Monday, September 29, 2003

Playing the Part

I have recently discovered the music of Arvo Part. I mean only by that a strictly personal discovery, because his music is well enough known. One good thing about age is that the boundaries that you built up as a kid lose their meaning, so that you become able to contrast apples and pears, and do not feel that one type of music must be a different kind of experience to another.

So for me, the aching space of Part is something akin to the glowering sullen ferocity of the Baroque music I've always loved. Yes, yes, okay, it's not very educated of me to love the Albinoni, the Pachelbel, the easy-to-listen to bits of Bach (I hope you're feeling the wink). Where the Baroque can be full, though, Part is empty, his work an austere vastness. I adore that - you have to reach into it to make it beautiful. You cannot stand outside it. If you do, it's not there enough. It makes you a partner (no pun intended).

It is even a cousin, albeit a distant one, to the parched figures of Joy Division (particularly the still centres of Unknown Pleasures, maybe the last third of Decades). This whole idea got me thinking. You'd think Kraftwerk were closest to the modern classical music, their repeated motifs, their mechanical quality something akin to the serial composers. But I don't think they are. Their arch commentary on the modern world somehow excludes the listener. It is full. You cannot interpose yourself to complete Kraftwerk, the way you can with Joy Division. It doesn't feel like it was written for you.

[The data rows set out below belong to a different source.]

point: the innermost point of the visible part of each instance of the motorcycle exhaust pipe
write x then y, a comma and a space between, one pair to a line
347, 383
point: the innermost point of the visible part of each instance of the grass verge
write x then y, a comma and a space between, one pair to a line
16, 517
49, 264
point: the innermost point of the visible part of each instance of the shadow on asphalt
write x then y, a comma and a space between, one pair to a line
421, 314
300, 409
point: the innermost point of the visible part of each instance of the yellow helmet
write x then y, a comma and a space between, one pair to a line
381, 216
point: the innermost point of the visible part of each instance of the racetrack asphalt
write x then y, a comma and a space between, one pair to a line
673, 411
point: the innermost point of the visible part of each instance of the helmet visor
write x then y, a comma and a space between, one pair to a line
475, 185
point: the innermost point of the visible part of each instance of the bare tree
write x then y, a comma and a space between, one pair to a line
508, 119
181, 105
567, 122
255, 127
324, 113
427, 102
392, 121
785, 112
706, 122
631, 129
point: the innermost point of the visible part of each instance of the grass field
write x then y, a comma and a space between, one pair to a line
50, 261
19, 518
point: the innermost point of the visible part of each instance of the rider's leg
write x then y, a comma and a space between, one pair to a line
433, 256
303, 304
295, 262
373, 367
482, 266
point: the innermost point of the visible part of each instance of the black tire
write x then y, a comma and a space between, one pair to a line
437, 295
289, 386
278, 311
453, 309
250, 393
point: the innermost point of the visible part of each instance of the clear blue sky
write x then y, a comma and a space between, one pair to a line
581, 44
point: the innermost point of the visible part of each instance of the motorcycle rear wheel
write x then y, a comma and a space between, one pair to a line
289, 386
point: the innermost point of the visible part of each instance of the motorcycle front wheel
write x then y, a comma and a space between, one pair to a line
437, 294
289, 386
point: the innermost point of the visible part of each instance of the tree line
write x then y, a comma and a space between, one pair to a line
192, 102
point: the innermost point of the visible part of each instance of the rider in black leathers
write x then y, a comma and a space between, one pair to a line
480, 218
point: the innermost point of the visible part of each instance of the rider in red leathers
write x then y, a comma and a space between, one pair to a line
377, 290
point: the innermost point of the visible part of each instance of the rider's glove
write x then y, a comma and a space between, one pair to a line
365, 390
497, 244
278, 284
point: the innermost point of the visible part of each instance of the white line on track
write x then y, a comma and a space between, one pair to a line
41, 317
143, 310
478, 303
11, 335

To cap the brilliance of his music, he also gets across, in the following quote, the belief that I share that each artist has a limit to their art, no matter how great the bound:
Perhaps there will come a moment, even for the greatest artist, when he will no longer want to or have to make art. And perhaps at that very moment we will value his creation even more--because in this instant he will have transcended his work.